That kind of comment comes from people who are overlooking the fact that for years the state neglected to reform a system that financed adventurous distribution injustices at outrageous expense.
[ . . . ]
The political elite in the Federal Republic believes that its own position – and the democratic system in general – can best be secured if the state that it runs keeps on handing out checks. It is important to protect “the social peace,” cite the defenders of the Federal Republic’s distribution democracy. With that, they imply that cuts in social benefits – even those benefits that can hardly be justified – would lead the people to lose trust in the state, which would be serious and ultimately could even lead to the end of the democratic order.
Again and again, Chancellor Helmut Schmidt conjures up the notion that western industrial countries cannot be governed and suggests that people are only well-disposed towards democracy if the state satisfies their excessive demands: the polity as “a kind of joint-stock company in which one has a stake and whose assessment is based on the dividends that are paid out,” according to Peter Grubbe in his “Report on the German Sense of Public Spirit.”

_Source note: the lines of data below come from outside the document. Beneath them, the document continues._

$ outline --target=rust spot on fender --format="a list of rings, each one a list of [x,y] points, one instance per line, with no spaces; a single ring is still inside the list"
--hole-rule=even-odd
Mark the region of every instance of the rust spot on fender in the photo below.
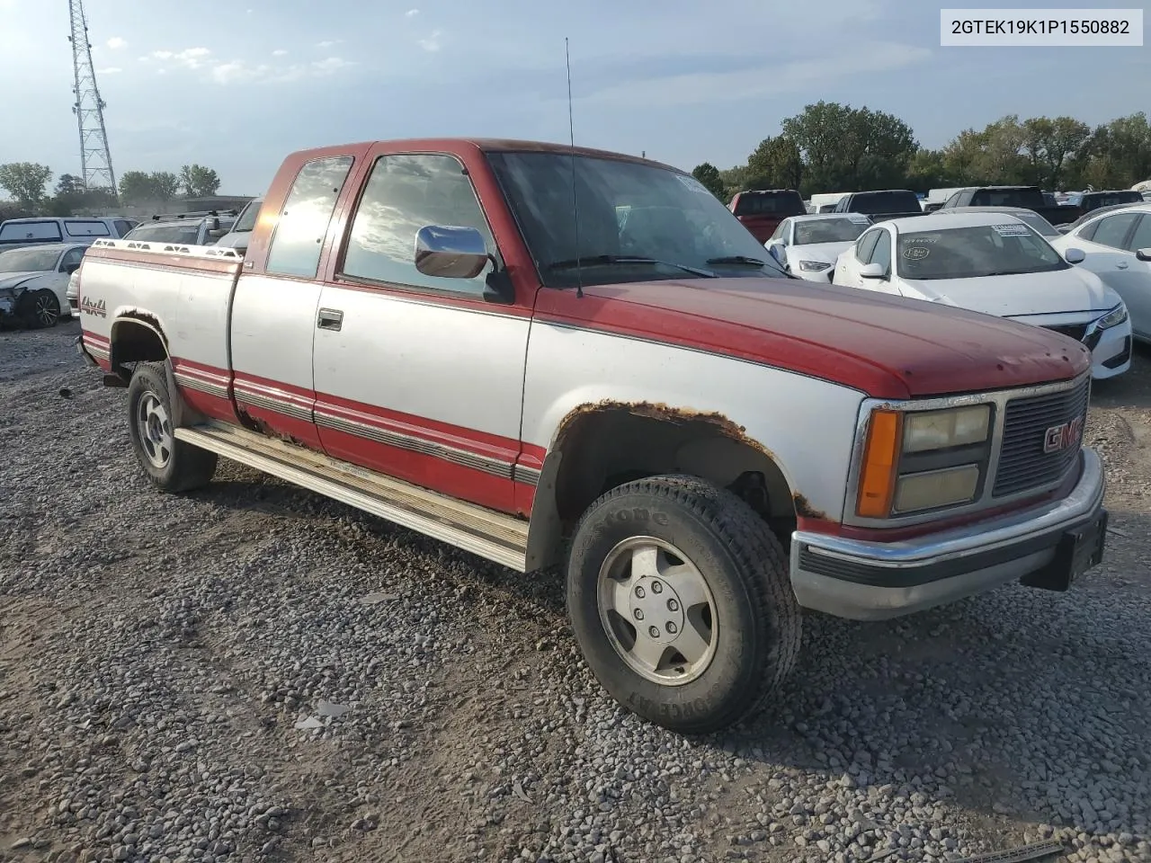
[[[759,450],[768,458],[775,460],[775,453],[767,446],[747,436],[747,429],[733,422],[718,411],[696,411],[692,407],[672,407],[663,402],[618,402],[605,398],[600,402],[587,402],[576,407],[564,421],[564,427],[556,435],[556,449],[563,449],[563,443],[571,433],[576,421],[586,414],[600,413],[603,411],[624,411],[633,417],[646,417],[654,420],[670,421],[674,423],[703,422],[715,428],[724,437],[746,444],[754,450]]]
[[[792,492],[792,503],[795,504],[795,514],[800,518],[828,520],[828,513],[811,506],[802,491]]]

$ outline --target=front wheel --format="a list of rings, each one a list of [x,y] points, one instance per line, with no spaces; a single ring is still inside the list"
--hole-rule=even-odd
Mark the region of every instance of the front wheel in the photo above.
[[[165,491],[191,491],[212,481],[216,455],[177,441],[162,362],[140,362],[128,384],[128,433],[147,478]]]
[[[685,733],[755,712],[799,655],[800,611],[779,541],[739,497],[692,476],[619,486],[572,541],[567,606],[596,679]]]

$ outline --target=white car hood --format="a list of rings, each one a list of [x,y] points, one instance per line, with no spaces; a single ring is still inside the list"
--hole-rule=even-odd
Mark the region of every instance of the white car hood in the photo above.
[[[802,246],[787,246],[787,261],[792,266],[799,266],[800,261],[834,264],[839,254],[851,245],[851,243],[808,243]]]
[[[905,278],[904,283],[924,299],[999,318],[1105,312],[1120,301],[1097,275],[1081,267],[1019,276]]]
[[[33,269],[28,273],[0,273],[0,288],[15,288],[29,278],[40,278],[48,275],[44,270]]]

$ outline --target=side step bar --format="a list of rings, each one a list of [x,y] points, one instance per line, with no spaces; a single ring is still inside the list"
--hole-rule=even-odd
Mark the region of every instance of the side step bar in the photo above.
[[[373,515],[526,571],[527,521],[366,471],[247,429],[215,422],[177,428],[176,440]]]

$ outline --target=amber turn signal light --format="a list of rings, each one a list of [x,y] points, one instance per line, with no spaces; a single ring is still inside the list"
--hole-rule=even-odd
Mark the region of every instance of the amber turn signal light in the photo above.
[[[855,512],[861,518],[883,519],[891,515],[902,427],[904,415],[898,411],[871,412],[855,503]]]

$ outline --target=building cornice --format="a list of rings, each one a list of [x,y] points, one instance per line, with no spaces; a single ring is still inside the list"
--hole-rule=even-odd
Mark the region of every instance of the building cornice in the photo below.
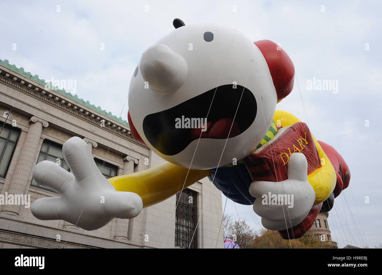
[[[2,69],[2,67],[5,69]],[[15,73],[6,69],[14,71]],[[20,77],[18,75],[18,74],[27,78]],[[57,87],[53,89],[48,88],[45,85],[50,83],[47,83],[44,80],[40,80],[37,75],[32,76],[30,73],[25,72],[22,68],[19,69],[15,65],[10,65],[8,60],[0,60],[0,80],[51,105],[148,148],[145,144],[133,137],[128,124],[121,118],[118,119],[116,116],[113,116],[111,112],[107,113],[99,107],[97,108],[94,105],[91,104],[88,101],[85,102],[82,99],[78,98],[77,95],[73,96],[70,93],[58,89]],[[102,122],[104,126],[101,126]]]

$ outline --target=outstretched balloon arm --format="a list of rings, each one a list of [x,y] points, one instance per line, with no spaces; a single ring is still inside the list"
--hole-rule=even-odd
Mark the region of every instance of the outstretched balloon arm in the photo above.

If the dividends stop coming, if the company takes a loss, then the Ruhr basin area supposedly starts burning, the civil servants revolt, and the democracy cannot be saved. Timidity or the democrats’ intensified sense of reality?

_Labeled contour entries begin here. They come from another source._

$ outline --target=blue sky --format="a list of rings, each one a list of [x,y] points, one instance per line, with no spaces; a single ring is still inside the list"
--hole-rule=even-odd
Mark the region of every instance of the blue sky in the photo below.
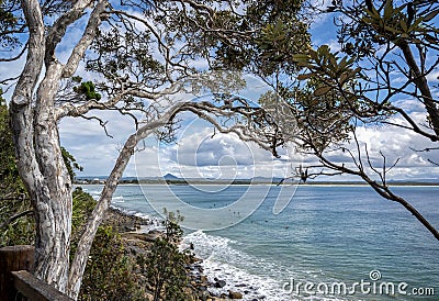
[[[69,45],[80,33],[72,29],[72,40],[64,41],[58,55],[61,60],[69,53]],[[312,26],[313,44],[327,43],[336,45],[336,30],[333,16],[318,18]],[[82,66],[83,67],[83,66]],[[0,74],[16,75],[22,68],[22,62],[1,64]],[[438,71],[439,73],[439,71]],[[436,73],[436,74],[438,74]],[[79,75],[86,79],[89,77],[83,70]],[[430,80],[438,81],[436,77]],[[269,88],[255,77],[247,77],[248,87],[239,91],[250,100],[258,97]],[[190,98],[190,96],[184,96]],[[410,109],[412,116],[418,122],[425,121],[424,108],[409,99],[402,99],[401,104]],[[109,175],[119,150],[126,137],[133,133],[133,123],[130,118],[121,116],[115,112],[99,112],[99,116],[108,122],[108,131],[113,138],[105,135],[103,129],[95,121],[67,118],[59,124],[61,144],[83,166],[79,176],[105,176]],[[398,118],[395,118],[399,122]],[[160,144],[154,138],[145,141],[142,152],[135,154],[124,176],[155,177],[171,172],[187,178],[252,178],[252,177],[285,177],[300,164],[315,164],[313,157],[303,157],[294,152],[294,147],[280,149],[281,158],[251,144],[240,142],[234,135],[216,134],[212,137],[213,129],[209,124],[193,115],[183,115],[181,129],[177,133],[176,144]],[[392,170],[394,179],[437,179],[439,167],[435,167],[427,160],[439,161],[439,152],[417,153],[410,147],[421,149],[434,146],[429,141],[414,133],[398,127],[361,127],[358,131],[359,140],[368,144],[373,163],[380,164],[382,152],[389,161],[399,158],[399,164]],[[346,155],[334,154],[336,161],[346,160]],[[323,179],[323,178],[322,178]],[[338,177],[334,179],[354,178]],[[323,179],[327,180],[327,179]]]

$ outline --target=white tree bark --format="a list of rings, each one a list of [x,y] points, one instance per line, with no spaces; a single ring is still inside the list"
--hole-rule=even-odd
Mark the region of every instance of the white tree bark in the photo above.
[[[35,212],[34,274],[61,292],[66,291],[68,285],[71,182],[59,145],[55,97],[60,79],[75,73],[92,42],[106,1],[99,1],[95,5],[83,37],[74,48],[67,65],[57,62],[55,48],[64,37],[67,26],[79,19],[91,2],[93,1],[77,1],[46,35],[38,1],[22,1],[30,30],[27,57],[11,99],[18,168]],[[42,73],[44,78],[38,83]]]

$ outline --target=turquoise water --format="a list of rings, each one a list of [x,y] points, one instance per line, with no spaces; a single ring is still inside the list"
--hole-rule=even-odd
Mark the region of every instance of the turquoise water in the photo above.
[[[217,188],[121,186],[113,204],[139,215],[158,215],[145,194],[156,208],[166,203],[170,189],[193,207],[217,209],[249,191],[248,186]],[[187,231],[185,243],[194,244],[206,275],[226,280],[222,291],[241,291],[246,300],[439,300],[439,242],[402,205],[369,187],[300,186],[285,209],[273,214],[280,189],[252,187],[250,196],[257,199],[259,191],[262,202],[234,226]],[[98,186],[87,190],[99,193]],[[439,187],[395,191],[439,227]],[[378,274],[381,278],[371,280]],[[363,288],[358,285],[350,293],[361,281]],[[303,285],[297,287],[299,282]],[[307,291],[305,282],[311,283]],[[291,291],[289,283],[295,289]],[[331,291],[333,283],[345,283],[346,291],[337,286]],[[385,286],[391,283],[395,294],[389,296]],[[432,289],[435,296],[414,296],[431,294]]]

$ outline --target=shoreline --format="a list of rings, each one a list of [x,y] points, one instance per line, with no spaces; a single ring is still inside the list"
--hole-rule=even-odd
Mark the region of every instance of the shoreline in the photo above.
[[[130,250],[130,256],[147,255],[154,241],[164,234],[160,227],[161,220],[154,216],[136,216],[130,214],[114,205],[105,212],[105,220],[102,225],[111,225],[120,233]],[[184,239],[184,237],[183,237]],[[183,248],[180,243],[180,250]],[[224,300],[243,300],[243,293],[234,290],[217,293],[218,289],[226,286],[222,279],[210,280],[204,275],[203,259],[195,255],[191,257],[191,263],[185,266],[189,283],[183,290],[192,298],[192,300],[206,301],[224,301]],[[142,279],[144,276],[138,275]],[[144,281],[144,280],[143,280]]]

It remains indisputable that the stability of a political system largely depends on the material supplies and the social protection it can offer. This is true for democracies and dictatorships of every political shade.
It is up for dispute, however, whether the political order of the Federal Republic can only endure in the future if the best-paid parents of an only child still get 50 marks child allowance per month, if civil servants can still get a state-financed benefit due to an absurd regulation on absenteeism, and if mothers on maternity leave can spend time with their newborns due to state maintenance.